São muitos os fatores que explicam o "boom" dos unicórnios chineses, sendo um deles a controversa "996" cultura de trabalho. Isso significa que, enquanto boa parte dos países ocidentais trabalha 8 horas por dia, 5 dias por semana, os chineses são submetidos a jornadas laborais das 9 horas da manhã às 9 horas da noite, seis dias por semana. Em abril deste ano,  Jack Ma, fundador do Alibaba, apoiou o regime com uma frase polêmica: "se gostamos do trabalho, o regime '996' não é um problema", escreveu em um post publicado na rede social Weibo.

Outro fator que impacta positivamente a economia chinesa é o mercado interno. De acordo com dados governamentais, 802 milhões de pessoas são ativas na internet, o que correspondente a "apenas" 57,7% da população – ou seja, há margem para crescimento.

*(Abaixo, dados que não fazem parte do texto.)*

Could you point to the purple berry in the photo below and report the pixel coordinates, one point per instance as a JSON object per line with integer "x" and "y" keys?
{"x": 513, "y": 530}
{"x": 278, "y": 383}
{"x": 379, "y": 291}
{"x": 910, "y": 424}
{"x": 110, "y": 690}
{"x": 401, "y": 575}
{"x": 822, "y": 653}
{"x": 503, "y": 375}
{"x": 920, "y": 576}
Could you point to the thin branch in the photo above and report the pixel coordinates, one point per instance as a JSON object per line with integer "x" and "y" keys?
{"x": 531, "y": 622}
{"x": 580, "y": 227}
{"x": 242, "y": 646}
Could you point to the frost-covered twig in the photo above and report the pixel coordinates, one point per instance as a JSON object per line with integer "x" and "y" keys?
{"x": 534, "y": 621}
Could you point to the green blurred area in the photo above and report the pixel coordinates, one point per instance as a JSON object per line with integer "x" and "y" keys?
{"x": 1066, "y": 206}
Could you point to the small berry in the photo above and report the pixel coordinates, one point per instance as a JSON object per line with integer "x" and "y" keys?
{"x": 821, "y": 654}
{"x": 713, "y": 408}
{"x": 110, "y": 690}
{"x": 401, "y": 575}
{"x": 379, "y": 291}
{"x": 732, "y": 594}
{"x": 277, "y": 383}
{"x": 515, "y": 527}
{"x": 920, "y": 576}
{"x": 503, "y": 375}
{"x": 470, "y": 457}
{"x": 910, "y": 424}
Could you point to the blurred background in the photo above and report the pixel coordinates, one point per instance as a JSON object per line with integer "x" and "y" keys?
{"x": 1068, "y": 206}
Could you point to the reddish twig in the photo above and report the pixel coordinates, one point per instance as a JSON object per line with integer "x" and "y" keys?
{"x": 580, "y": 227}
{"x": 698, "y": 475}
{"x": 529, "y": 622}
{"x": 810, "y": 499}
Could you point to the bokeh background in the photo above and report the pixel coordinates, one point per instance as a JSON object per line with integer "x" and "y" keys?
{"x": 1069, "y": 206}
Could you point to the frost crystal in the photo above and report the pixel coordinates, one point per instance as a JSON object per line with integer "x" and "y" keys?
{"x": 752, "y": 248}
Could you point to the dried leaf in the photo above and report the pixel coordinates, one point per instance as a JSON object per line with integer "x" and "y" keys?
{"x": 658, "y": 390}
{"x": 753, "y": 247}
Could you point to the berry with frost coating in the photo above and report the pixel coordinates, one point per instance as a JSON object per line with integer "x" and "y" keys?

Uma grande vantagem que os unicórnios chineses têm sobre os americanos é o acesso quase exclusivo a um enorme e crescente mercado interno de consumidores recém-prósperos, que buscam melhoria dos padrões de vida. O Bureau Nacional de Estatísticas da China afirma que os gastos do consumidor representaram 58,8% do crescimento econômico geral do país em 2017.

As possibilidades internas, porém, não limitam as ambições globais. No último relatório da PWC foram ouvidos 101 CEOs de empresas unicórnios, e 70% deles disseram já estão trabalhando em estratégias para expansão internacional.

À imagem e semelhança da Nasdaq

A criação da Star fará frente às bolsas americanas. A Nasdaq sua premiere em 1971, enquanto a New York Stock Exchange (Nyse) começou a negociar ações em 1792.

Uma das principais diferenças é que a Nyse é focada em leilões, enquanto a Nasdaq opera na base da negociação. Isso abre espaço para empresas mais "arriscadas", como as gigantes de tecnologia Google, Apple, Microsoft, Amazon e outras.

Diante desse cenário, é quase inevitável que a Nasdaq criasse a reputação de terreno para crescimento, enquanto a Nyse fosse mais relacionado a negócios já provados e sólidos.

De uma forma simplificada, a Nasdaq era a bolsa para empresas de tecnologia e internet. A Nyse, o espaço das companhias tradicionais.

Mas isso tem mudado. A Nyse tem avançado em ganhado a preferência de muitas empresas de tecnologia e internet. O Alibaba, por exemplo, fez seu IPO ali. A rede social Snapchat e o aplicativo de transporte Uber também optaram pela Bolsa de Nova York. A empresa brasileira de meio de pagamentos PagSeguro escolheu a Nyse para abrir seu capital.

É um sinal de que a Nasdaq, que era quase soberana no quesito inovação, começa a perder espaço para a bolsa compatriota. "Nos próximos cinco ou dez anos, é pouco provável que Nasdaq ou qualquer outra grande bolsa sinta o impacto da novata", afirma Lyons, da Berkeley University. Será mesmo?